Sweden and Germany Assistance Spending Reduce to Focus on Ukrainian and Defense Expenditure

A notable transition is occurring in Europe's international assistance strategy, experts warn. A traditional emphasis on fighting global destitution and hunger is increasingly being replaced by geopolitical calculations, as states redirect money toward Ukrainian support and domestic military spending.

Latest Revelations Signal a Broader Trend

During late 2025, the Swedish government announced a substantial reduction of development funding totaling 10 billion kronor (£800 million). The funding once directed to Mozambique, Zimbabwe, Liberia, Tanzanian, and Bolivia programmes will instead be diverted.

At the same time, Germany authorities have presented a humanitarian spending plan for the year 2026 planned at €1.05 billion (£920 million). This amount is less than half of the previous year's funding, with spending refocused on areas seen as a high importance for European interests.

"It is my belief we are eroding a consensus of shared responsibility and obligation which has been established for some time now," said an director based in Berlin.

The Expanding List of Nations Emulating This Path

The shift is far from unique. Additional major nations have made similar adjustments:

  • The UK earlier this year confirmed intentions to cut its overall overseas aid spending to finance increased defense spending.
  • Norway has boosted its non-military support to the Ukrainian government by 2.5bn Norwegian kroner (£185 million), which now constitutes a fourth of its entire aid budget. However, this increase has been partially funded by a reduction to support for African countries.
  • The French government in its 2026 budget too planned a substantial €700m reduction to its development aid budget, including a drastic 60% reduction in food assistance. At the same time, defense spending is scheduled to grow by €6.7 billion.

Humanitarian Turning into Increasingly "Strategic"

Observers argue that aid is becoming seen through a strategic perspective. Support is increasingly directed to regions where donor countries perceive a tangible benefit for Europe.

"This is a wider geopolitical pattern and there’s a false assumption by European governments that they have to engage in this strategy now in the identical way as Moscow, China, Washington," added the expert.

Severe Impacts for Developing Countries

These policy cuts have immediate and severe repercussions.

In countries like Mozambique, a nation that is grappling with cyclones, drought, and ongoing conflict in its northern province, humanitarian reductions are currently having an effect. The country reportedly received only a fraction of the money requested for 2025, resulting in sporadic food aid and healthcare shortfalls.

The Swedish funding withdrawal will specifically hit programmes that provide medical care, schooling, and reintegration support for people forced from their homes by the fighting.

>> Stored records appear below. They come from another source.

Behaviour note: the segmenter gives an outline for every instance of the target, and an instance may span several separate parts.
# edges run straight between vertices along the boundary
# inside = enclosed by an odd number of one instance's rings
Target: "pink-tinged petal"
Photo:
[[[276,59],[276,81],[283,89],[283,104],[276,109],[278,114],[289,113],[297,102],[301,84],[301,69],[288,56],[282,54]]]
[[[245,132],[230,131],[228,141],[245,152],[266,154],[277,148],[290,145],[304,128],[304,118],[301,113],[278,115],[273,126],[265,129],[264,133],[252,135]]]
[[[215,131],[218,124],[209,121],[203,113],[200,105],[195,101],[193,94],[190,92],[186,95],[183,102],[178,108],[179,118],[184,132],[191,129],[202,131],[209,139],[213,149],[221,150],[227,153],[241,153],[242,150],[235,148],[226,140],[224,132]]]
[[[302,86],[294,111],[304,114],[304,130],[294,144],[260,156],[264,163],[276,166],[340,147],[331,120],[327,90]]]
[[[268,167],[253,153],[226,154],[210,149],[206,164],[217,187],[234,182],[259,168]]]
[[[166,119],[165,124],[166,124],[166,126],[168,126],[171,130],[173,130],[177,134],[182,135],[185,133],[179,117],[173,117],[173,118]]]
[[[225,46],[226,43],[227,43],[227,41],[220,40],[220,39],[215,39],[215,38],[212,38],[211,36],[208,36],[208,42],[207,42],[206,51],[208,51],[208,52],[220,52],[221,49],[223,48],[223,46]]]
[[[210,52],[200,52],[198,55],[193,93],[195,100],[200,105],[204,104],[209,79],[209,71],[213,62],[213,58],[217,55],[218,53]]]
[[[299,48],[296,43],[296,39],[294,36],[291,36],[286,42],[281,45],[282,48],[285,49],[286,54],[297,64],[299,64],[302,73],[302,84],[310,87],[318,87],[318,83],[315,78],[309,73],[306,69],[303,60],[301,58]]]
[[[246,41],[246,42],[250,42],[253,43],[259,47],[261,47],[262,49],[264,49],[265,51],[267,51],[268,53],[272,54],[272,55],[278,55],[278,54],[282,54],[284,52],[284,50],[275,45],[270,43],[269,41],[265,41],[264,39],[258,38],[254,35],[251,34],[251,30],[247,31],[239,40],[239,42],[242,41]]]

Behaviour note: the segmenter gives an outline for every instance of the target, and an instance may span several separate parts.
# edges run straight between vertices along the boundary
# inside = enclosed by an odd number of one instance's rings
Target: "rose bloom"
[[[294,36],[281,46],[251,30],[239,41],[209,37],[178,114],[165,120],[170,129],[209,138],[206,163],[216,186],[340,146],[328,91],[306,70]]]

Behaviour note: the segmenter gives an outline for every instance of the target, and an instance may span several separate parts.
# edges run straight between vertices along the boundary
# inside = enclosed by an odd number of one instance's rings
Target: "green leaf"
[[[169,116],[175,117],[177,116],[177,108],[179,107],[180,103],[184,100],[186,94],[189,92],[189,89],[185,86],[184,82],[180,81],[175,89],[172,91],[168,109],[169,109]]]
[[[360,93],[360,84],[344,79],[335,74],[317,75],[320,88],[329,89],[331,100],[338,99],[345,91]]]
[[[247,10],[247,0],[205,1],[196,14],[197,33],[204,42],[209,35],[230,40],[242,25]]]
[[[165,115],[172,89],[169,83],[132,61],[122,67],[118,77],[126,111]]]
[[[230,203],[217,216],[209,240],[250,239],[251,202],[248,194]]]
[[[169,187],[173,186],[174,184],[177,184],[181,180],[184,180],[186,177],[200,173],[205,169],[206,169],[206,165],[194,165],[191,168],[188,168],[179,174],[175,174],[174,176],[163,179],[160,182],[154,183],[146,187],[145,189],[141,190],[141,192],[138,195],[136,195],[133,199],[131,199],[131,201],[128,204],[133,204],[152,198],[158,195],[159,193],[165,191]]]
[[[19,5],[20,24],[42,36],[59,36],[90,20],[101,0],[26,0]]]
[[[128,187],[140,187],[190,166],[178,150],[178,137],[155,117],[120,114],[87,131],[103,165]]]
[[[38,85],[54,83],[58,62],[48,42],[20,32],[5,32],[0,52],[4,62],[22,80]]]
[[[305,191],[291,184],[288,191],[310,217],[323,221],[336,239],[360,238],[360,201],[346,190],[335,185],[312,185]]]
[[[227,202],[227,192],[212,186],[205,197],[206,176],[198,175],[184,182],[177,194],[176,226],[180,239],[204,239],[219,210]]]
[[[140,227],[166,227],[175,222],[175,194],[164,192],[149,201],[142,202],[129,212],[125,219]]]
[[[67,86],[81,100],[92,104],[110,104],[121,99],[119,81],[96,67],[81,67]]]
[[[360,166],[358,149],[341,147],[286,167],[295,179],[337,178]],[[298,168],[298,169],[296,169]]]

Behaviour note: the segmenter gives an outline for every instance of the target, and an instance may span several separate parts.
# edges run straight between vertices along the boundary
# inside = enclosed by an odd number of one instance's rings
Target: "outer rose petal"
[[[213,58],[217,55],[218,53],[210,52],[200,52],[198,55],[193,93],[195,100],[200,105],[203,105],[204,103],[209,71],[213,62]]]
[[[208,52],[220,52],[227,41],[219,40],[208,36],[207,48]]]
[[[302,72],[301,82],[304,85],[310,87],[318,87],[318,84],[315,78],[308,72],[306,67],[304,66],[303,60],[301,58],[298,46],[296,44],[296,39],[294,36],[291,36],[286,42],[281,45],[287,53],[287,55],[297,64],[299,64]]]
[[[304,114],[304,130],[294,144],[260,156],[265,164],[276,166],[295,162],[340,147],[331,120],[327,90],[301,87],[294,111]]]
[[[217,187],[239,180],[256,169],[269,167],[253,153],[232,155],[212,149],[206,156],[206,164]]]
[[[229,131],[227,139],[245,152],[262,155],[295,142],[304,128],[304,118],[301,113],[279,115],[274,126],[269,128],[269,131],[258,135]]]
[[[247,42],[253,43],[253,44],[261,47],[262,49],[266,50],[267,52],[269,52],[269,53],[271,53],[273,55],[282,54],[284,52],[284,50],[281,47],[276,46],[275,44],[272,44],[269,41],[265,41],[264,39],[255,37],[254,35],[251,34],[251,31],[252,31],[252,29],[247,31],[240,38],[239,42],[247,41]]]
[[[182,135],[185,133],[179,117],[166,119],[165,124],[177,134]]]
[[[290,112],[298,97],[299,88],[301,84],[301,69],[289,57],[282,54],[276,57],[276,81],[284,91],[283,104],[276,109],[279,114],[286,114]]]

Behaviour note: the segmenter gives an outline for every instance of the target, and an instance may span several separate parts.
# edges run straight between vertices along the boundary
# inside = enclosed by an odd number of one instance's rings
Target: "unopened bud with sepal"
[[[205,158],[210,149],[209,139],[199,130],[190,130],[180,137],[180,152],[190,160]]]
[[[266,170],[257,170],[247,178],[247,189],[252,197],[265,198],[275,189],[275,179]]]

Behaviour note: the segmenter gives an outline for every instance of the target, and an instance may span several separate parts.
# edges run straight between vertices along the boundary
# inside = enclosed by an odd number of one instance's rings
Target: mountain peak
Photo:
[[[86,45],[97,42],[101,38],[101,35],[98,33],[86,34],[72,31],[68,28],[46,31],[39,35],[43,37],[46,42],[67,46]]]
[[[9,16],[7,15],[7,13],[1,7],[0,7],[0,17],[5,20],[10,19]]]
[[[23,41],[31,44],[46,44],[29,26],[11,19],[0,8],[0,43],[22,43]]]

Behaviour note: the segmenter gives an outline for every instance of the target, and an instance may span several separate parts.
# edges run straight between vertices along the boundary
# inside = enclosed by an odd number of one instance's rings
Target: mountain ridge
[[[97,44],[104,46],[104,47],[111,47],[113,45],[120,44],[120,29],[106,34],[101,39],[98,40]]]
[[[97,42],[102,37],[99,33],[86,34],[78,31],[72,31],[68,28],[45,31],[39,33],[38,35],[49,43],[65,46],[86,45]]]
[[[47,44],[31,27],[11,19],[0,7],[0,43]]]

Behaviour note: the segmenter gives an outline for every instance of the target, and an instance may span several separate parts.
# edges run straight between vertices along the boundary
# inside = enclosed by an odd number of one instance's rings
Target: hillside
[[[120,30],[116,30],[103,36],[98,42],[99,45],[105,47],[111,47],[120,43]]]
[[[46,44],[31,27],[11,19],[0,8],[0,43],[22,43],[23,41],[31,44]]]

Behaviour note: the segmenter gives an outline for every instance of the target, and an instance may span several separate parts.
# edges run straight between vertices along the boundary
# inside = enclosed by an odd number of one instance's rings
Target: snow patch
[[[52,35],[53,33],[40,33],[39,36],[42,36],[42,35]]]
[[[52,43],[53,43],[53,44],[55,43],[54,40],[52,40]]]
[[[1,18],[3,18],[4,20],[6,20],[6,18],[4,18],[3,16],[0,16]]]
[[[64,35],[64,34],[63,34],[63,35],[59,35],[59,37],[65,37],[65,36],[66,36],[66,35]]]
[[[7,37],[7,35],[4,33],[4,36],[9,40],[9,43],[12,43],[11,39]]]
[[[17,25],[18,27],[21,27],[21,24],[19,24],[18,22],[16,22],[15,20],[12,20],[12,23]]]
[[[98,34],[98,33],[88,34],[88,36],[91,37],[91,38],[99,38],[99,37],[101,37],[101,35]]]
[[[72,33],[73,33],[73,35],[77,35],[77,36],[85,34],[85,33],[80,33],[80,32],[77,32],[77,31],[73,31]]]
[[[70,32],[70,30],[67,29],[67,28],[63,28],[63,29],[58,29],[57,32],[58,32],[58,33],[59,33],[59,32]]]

Additionally, slashes to global public health initiatives endanger years of gains in combating HIV/Aids. Countries like Mozambique, Zimbabwean, and Tanzania are part of those projected to feel the worst impact of these withdrawals.

"Every cut adds to the risk of long-term developmental reversals," warned a director for a major aid organization in the region. "Should present trends continue, 2026 will be incredibly hard ... there is a real risk that advances achieved over the past decade could be reversed."

This broader view is suggests people directly affected by these budget cuts have little influence in making them. While donor governments may address short-term domestic concerns, the lasting effect is the destabilization of on-the-ground systems that keep crisis situations from worsening further.

Shane Waters
Shane Waters

Maya Chen is an HR consultant with over 10 years of experience in performance management and organizational development.